Implementation is increasingly measured in real-world metrics: severe maternal morbidity rates, time-to-treatment, postpartum follow-up within seven days for elevated blood pressure, and successful behavioral health handoffs. Systems investing in workforce training, data dashboards, and community partnerships report stronger adherence to protocols and more consistent outcomes across racial and geographic lines. The emerging consensus is pragmatic: pair evidence-based checklists with culturally responsive support, finance what works through sustainable reimbursement, and make safety visible through transparent reporting and patient-centered quality measures.
Policy Pathways Extending Medicaid Investing in Community Midwives and Standardizing Safety Metrics
States are moving to close the postpartum coverage gap by extending Medicaid to 12 months after birth, a shift advocates say addresses preventable mortality tied to the “coverage cliff.” Proposals under consideration pair longer eligibility with investments in community midwives-including reimbursement reform, pipeline scholarships, and team-based integration-to expand access to culturally responsive care in neighborhoods with the highest risk.

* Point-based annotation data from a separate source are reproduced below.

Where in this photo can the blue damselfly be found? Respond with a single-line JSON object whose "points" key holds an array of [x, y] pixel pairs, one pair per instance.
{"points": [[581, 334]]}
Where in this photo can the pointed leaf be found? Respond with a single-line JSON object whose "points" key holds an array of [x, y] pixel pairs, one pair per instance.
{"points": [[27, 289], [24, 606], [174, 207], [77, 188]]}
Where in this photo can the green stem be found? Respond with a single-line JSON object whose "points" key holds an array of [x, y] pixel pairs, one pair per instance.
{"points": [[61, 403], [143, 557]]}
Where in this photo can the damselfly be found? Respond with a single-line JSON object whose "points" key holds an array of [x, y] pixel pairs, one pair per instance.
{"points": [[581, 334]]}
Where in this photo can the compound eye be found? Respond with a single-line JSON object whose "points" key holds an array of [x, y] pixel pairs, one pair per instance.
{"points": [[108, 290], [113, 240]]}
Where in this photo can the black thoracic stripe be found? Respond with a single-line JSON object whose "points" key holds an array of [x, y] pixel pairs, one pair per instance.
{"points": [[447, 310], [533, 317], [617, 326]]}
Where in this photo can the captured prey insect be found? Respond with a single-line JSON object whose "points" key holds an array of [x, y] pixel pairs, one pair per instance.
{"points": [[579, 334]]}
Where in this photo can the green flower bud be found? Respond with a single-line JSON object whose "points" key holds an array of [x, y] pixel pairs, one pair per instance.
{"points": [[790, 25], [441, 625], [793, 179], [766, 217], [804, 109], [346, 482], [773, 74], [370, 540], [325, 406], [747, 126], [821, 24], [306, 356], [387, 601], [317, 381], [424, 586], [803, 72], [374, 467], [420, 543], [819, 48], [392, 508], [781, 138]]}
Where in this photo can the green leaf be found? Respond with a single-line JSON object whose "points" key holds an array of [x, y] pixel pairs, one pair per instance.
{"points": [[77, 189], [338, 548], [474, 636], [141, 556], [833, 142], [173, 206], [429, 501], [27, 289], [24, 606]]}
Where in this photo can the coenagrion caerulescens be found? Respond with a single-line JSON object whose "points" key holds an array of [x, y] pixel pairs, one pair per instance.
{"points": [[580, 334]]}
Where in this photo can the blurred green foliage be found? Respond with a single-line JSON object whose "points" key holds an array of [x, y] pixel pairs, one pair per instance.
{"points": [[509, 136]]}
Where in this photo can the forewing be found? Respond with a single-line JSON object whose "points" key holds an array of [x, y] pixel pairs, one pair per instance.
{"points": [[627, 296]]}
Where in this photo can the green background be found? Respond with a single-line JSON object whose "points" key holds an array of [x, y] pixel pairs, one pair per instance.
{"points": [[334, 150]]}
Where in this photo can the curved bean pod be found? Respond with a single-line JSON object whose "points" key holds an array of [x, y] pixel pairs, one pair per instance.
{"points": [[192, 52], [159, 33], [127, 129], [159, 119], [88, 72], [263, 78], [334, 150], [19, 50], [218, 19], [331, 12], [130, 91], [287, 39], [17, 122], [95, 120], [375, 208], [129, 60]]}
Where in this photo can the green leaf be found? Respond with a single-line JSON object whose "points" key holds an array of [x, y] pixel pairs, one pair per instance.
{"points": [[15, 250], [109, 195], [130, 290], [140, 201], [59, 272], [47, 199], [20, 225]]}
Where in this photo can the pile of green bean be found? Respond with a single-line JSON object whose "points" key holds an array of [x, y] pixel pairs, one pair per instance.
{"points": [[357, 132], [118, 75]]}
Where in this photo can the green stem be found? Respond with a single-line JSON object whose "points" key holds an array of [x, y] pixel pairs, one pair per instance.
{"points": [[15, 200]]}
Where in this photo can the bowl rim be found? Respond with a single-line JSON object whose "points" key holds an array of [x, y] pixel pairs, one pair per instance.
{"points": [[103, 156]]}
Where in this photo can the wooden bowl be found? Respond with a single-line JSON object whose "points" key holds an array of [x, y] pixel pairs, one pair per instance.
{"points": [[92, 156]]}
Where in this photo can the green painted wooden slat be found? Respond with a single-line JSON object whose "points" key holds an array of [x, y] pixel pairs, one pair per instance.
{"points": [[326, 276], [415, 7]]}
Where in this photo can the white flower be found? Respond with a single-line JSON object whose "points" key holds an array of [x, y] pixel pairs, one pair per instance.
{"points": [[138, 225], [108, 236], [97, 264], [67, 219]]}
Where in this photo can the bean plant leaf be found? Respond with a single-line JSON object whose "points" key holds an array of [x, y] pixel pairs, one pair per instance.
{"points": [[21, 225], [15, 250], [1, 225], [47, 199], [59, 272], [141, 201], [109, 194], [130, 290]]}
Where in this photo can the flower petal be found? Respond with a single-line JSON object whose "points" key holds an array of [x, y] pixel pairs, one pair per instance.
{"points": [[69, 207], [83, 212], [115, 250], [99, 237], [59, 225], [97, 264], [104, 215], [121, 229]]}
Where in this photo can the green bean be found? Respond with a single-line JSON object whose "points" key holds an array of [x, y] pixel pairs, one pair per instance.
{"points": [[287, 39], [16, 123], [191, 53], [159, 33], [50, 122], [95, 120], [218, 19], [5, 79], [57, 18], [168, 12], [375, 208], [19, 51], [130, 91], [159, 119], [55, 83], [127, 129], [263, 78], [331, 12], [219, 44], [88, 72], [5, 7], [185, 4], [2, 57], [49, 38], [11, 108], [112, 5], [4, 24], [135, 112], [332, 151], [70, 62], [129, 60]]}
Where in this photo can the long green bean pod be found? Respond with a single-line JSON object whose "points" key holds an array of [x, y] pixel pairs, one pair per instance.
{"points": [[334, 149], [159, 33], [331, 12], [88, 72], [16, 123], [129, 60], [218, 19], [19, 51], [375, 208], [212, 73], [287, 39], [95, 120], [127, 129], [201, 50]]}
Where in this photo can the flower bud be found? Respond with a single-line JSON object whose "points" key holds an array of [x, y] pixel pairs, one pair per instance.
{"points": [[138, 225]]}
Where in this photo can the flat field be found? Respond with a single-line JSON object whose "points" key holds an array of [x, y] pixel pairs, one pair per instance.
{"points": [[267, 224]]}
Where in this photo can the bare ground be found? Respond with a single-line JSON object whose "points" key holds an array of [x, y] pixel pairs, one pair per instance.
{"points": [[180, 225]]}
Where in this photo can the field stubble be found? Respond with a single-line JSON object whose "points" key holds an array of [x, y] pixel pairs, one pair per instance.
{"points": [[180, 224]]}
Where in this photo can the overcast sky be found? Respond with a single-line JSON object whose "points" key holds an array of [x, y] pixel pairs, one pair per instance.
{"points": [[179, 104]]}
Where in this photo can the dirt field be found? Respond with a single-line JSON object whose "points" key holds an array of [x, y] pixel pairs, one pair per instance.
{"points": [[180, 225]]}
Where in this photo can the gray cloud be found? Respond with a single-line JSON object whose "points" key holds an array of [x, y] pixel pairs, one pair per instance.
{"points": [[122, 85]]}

Early adopters report improved continuity for depression screening, hypertension management, and lactation support, while community birth centers and home-visiting models draw new attention from budget writers seeking value-based results.
- 12-month postpartum coverage with automatic redetermination safeguards
- Reimbursement parity for midwives and streamlined credentialing across Medicaid managed care
- Doula coverage and community health worker integration for perinatal navigation
- Capital grants for community birth centers and mobile maternal clinics
- Transportation and telehealth benefits tailored to rural and underserved areas
At the same time, regulators and hospital leaders are coalescing around standardized safety metrics to reduce variation in obstetric care. Systems are deploying common definitions for severe maternal morbidity, adopting hemorrhage and hypertension bundles, and publishing stratified outcomes-by race, ethnicity, and payer-to drive accountability. Insurers are linking payment to verified implementation, while perinatal quality collaboratives supply technical assistance and real-time dashboards to close gaps in high-alert events and cesarean overuse.
- Core measures: severe maternal morbidity, timely hemorrhage response, hypertensive emergency treatment
- Equity reporting with stratified C-section and readmission rates
- Public dashboards and facility-level transparency requirements
- Pay-for-performance tied to safety bundles and drill compliance
- Data interoperability linking Medicaid claims, vital records, and hospital registries
Key Takeaways
For now, the trajectory is mixed. Recent gains in some systems sit alongside widening gaps in access, outcomes, and patient experience, particularly for rural communities and people of color. Hospitals and health plans face pressure to standardize proven safety bundles, expand the perinatal workforce, and sustain coverage beyond delivery, even as budget constraints and staffing shortages persist.
The next year will test whether policymakers and providers can translate evidence into routine practice. Watch for movement on postpartum Medicaid extensions, hospital consolidation reviews, and data transparency on severe maternal morbidity. Adoption of hemorrhage and hypertension protocols, declines in unnecessary cesareans, and the stability of labor-and-delivery units will be key indicators.
Experts say the path forward is less about breakthrough technology than consistent execution: respectful care, timely risk detection, and support that extends before and after birth. Whether those elements become the norm-not the exception-will define the state of maternal health and birthing safety in the months ahead.